What is State Income Tax
State income tax is a direct tax levied by a state on your income. Income means income you earned in or from the state and, in your home state, it may mean all your income everywhere. Just like federal tax, state income tax is self-assessed.
BREAKING DOWN State Income Tax
State tax laws, rates, procedures, and forms vary widely from state to state. State filing deadlines also vary but usually, for individuals, state tax day falls on the same day as federal tax day, April 15th.
Taxpayers must file tax returns in each state and in each year they earn an income more than the state’s filing threshold. Many states conform to federal rules for income and deduction recognition. Some may even require a copy of the taxpayer’s federal income tax return to be filed with the state income tax return.

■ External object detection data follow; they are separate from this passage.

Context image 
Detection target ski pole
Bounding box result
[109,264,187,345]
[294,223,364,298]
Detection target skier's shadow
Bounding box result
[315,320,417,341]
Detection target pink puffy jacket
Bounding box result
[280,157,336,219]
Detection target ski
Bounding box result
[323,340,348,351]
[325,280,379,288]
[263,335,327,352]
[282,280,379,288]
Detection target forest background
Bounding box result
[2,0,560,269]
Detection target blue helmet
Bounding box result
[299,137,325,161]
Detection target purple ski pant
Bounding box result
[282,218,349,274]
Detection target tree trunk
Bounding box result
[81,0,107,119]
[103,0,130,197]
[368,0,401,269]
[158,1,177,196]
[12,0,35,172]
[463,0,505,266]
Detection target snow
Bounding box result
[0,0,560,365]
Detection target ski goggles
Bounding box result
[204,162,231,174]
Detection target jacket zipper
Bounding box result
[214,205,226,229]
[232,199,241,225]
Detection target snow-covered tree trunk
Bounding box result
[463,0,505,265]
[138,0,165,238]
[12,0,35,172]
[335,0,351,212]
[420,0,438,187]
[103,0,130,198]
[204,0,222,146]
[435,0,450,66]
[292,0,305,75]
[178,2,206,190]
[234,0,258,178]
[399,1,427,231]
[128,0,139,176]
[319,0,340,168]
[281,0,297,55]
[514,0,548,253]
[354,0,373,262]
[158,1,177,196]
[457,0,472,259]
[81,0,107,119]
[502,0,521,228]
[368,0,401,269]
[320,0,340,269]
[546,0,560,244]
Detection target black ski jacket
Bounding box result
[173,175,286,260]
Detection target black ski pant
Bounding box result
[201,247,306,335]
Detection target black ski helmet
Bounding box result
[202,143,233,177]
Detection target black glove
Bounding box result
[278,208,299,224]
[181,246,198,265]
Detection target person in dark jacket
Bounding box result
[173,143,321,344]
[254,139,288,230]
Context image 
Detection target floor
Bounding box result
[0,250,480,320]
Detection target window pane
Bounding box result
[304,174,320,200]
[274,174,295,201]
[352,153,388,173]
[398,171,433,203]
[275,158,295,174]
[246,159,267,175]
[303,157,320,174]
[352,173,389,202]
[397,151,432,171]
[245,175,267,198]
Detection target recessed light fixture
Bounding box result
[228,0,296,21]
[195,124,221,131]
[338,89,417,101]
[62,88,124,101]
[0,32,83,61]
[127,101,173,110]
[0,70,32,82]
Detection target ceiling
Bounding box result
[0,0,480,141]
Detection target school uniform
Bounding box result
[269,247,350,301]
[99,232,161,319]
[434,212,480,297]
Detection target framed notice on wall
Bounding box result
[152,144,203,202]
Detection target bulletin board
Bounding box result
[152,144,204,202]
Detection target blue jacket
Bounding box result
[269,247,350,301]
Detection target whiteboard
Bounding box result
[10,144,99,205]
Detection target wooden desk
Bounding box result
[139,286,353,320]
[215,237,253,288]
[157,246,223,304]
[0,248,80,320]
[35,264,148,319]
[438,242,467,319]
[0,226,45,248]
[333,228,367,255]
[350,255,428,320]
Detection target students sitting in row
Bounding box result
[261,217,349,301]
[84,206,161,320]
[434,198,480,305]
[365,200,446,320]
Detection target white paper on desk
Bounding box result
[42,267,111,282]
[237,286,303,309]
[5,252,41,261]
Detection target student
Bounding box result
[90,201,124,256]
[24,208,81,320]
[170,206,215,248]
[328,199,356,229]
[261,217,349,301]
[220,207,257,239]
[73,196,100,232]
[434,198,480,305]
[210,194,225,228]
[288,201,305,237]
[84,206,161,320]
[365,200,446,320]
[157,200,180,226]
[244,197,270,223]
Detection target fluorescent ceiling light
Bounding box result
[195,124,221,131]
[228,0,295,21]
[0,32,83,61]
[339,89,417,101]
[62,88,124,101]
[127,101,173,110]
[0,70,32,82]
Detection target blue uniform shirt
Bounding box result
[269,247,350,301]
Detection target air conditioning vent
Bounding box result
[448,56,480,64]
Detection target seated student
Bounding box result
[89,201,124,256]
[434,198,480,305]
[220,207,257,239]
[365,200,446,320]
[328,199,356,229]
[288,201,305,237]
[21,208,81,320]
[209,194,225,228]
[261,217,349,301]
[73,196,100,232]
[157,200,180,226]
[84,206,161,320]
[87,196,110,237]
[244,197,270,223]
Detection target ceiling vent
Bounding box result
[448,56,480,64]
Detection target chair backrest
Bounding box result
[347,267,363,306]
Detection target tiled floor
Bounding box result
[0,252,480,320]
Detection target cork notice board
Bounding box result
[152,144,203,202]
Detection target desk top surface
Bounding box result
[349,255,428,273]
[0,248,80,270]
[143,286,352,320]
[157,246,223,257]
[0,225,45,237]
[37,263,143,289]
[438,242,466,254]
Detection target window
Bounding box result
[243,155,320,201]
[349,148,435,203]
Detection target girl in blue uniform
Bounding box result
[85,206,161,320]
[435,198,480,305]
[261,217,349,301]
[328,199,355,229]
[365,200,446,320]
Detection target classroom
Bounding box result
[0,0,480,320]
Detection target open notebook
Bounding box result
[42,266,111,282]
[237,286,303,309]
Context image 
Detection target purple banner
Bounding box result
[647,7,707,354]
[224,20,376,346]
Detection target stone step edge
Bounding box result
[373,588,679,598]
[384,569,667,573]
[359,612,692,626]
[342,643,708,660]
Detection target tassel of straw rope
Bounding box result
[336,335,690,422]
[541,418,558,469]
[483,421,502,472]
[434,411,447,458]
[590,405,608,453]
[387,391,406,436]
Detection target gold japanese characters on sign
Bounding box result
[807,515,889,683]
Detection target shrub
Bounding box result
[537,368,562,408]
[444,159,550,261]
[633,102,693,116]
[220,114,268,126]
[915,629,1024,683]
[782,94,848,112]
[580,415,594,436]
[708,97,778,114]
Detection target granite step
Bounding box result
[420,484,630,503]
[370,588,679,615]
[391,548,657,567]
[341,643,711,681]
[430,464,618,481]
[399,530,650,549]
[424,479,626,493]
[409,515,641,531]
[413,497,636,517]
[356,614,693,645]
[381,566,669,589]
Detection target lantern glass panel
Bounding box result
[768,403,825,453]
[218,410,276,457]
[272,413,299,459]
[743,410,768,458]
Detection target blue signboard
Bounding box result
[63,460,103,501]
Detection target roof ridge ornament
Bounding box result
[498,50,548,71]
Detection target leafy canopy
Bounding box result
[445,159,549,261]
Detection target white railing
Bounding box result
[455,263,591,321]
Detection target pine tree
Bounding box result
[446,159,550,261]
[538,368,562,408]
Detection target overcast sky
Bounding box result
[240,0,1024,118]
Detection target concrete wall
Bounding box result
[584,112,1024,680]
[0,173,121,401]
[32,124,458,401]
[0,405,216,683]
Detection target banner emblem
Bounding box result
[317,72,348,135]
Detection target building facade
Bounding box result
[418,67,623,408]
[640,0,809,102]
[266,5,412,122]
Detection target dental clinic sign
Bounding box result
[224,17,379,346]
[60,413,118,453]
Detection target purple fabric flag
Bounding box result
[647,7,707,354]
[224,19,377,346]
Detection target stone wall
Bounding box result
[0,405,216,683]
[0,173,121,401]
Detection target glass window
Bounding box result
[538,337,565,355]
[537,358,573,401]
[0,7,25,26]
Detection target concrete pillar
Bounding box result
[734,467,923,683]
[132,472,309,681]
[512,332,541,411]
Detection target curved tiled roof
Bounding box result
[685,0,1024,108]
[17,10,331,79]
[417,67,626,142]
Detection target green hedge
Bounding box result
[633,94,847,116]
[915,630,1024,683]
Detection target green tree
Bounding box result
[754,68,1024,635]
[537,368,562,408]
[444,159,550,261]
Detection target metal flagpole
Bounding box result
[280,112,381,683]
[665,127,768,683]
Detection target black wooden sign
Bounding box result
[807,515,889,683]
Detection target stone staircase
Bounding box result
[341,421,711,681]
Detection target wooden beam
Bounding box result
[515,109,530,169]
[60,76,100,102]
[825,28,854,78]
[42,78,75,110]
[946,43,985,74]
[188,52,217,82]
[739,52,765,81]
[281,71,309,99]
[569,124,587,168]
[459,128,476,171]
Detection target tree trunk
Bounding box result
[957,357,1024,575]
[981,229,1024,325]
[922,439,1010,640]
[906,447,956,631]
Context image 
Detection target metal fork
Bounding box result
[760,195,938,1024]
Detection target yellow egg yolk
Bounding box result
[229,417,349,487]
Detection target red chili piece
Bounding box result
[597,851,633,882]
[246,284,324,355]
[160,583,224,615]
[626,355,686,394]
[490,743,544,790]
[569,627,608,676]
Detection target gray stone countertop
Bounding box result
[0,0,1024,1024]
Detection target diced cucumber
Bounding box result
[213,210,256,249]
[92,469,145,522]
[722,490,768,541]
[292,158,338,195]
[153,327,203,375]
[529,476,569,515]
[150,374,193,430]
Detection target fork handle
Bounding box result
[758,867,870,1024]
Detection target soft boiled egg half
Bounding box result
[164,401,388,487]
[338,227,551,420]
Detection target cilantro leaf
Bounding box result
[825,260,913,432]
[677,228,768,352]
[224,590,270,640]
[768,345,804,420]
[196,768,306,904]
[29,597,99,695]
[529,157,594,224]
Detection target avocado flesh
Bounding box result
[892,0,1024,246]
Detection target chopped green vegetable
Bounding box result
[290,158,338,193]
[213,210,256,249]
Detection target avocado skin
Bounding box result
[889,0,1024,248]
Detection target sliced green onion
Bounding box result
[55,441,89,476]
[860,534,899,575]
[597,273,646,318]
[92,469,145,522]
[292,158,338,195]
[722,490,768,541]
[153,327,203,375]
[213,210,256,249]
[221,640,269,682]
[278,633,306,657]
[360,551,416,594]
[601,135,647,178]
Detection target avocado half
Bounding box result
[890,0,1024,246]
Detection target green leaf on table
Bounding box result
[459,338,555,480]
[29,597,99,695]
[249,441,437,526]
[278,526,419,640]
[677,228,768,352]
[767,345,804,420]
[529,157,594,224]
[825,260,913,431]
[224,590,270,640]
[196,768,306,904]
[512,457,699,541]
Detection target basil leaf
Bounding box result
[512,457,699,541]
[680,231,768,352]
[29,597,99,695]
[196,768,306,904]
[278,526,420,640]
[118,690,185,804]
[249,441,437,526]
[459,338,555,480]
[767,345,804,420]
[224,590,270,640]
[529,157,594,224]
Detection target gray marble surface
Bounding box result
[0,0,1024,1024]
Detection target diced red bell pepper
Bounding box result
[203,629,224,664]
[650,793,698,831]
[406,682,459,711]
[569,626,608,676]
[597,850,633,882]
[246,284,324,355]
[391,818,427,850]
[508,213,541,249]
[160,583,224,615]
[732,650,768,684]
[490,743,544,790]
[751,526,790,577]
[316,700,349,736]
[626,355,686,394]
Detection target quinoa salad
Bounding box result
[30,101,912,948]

As of April 2018, seven states had no income tax, two states taxed only unearned income, and 41 states and D.C. had a state income tax. Sadly, avoidance of state income tax by working in a no income tax state is not possible. The tax home will continue tax the income even though earnings were in a no income tax state.
Tax States and No Tax States
Most taxpayers have a tax home where they live and work and file one income tax return in that single state. The filed return is called a resident state income tax return. Taxpayers earning wages or income in a state other than their tax home must file a state income tax return in that state as well. Returns filed in a state where you do not have a domicile will be as a non-resident or part-year resident return. A resident state income tax return must also be filed in the tax home to pay taxes on them there as well.
Some states have entered into reciprocal agreements agreeing not to tax the same income. If no understanding is in force, and your income will be taxed twice, credits, or deduction, may be available as you file your state income tax return.
Some states impose a state income tax on corporations, partnerships, and certain trusts and estates. These states frequently offer lower corporate rates and special exemptions to attract businesses to locate there. States can not impose an income tax on a U.S. or foreign corporations unless they have a substantial connection, called a nexus. Even then, the income taxes imposed are apportioned and nondiscriminatory and require the meeting of other constitutional standards.
Just like the Internal Revenue Service, states require taxpayers with income that is not subject to withholding, like business or self-employment income, to estimate their annual tax liability and pay it in four quarterly installments. States will impose penalties and interest on taxpayers who fail to file and pay state income taxes on time and in full. Many taxpayers get a measure of relief knowing that states are barred from adjusting their state income taxes once the applicable statute of limitations has expired.